WALLOP
Knockwood
Vol. I · No. 11

Knockwood

Knockwood, WA · April 29, 2026

Bats distributed to date: six.* Equipment managers contacted: eight. Status of the field correspondent: returned, with company, to the lower parking lot.

The lower parking lot at Wallop Lumber Co. looks the same as it did on the nineteenth of March. The pavement is cracked along the same line. Mount St. Helens, viewed from this lot, is in the same position it was the morning I drove out of it.

What is different: the wagon is six bats lighter, and there is a man named Cecil Tate in the passenger seat.

"This is Knockwood," I said.

"The H-Q," Tate said.

I had imagined this moment for weeks, my optimism gradually waning until yesterday's sharp rebound. I could pull into this lot with a small triumph to file.
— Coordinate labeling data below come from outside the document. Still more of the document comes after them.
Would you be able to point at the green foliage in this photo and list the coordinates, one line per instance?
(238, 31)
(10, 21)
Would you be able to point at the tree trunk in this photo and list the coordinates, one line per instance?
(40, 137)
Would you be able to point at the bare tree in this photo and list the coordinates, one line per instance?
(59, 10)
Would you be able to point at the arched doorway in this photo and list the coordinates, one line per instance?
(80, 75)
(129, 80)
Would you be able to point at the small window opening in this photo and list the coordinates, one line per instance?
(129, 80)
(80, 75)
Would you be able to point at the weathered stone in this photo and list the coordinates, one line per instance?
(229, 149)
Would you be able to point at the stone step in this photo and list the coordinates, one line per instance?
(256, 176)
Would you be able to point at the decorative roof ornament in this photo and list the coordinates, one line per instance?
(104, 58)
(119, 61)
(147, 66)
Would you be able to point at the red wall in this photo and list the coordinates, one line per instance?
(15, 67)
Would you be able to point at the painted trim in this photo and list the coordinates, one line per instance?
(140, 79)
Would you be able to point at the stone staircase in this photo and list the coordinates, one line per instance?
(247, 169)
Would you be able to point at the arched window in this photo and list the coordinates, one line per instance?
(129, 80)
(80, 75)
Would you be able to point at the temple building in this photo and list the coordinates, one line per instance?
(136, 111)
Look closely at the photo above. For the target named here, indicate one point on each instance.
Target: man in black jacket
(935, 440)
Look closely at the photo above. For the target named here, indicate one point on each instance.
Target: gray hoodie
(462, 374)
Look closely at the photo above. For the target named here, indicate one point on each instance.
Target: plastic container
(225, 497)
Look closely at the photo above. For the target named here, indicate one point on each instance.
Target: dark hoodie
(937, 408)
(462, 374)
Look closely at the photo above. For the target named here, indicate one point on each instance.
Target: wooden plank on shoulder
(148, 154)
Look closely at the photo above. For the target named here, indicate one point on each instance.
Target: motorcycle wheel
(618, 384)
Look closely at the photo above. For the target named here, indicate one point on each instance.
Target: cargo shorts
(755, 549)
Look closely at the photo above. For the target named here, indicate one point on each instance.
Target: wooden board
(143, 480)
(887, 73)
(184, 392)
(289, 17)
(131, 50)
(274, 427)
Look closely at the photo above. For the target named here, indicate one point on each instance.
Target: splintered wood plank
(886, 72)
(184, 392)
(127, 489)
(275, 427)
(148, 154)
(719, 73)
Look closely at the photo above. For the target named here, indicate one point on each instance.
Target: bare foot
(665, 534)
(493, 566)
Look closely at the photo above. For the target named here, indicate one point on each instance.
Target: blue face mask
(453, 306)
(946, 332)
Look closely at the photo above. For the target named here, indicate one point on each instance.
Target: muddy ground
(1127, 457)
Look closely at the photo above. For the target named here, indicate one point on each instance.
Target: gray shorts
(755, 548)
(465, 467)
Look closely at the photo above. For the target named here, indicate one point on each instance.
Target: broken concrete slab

The walk from the lower to upper parking lot to the front entrance is not far. I led Tate up the path as though I had been here more than the one time. He, in clubhouse-corridor clothes, crossing a rustic forest parking lot, was visibly the visitor. People in lumber towns do not, as a rule, look like Cecil Tate.

Inside the lobby a young woman was waiting for us. She introduced herself as Tabitha. She wore a Wallop polo a half-size too generous and a small cross on a thin chain. She offered her hand with both formality and warmth, which I had not seen anyone do in a while.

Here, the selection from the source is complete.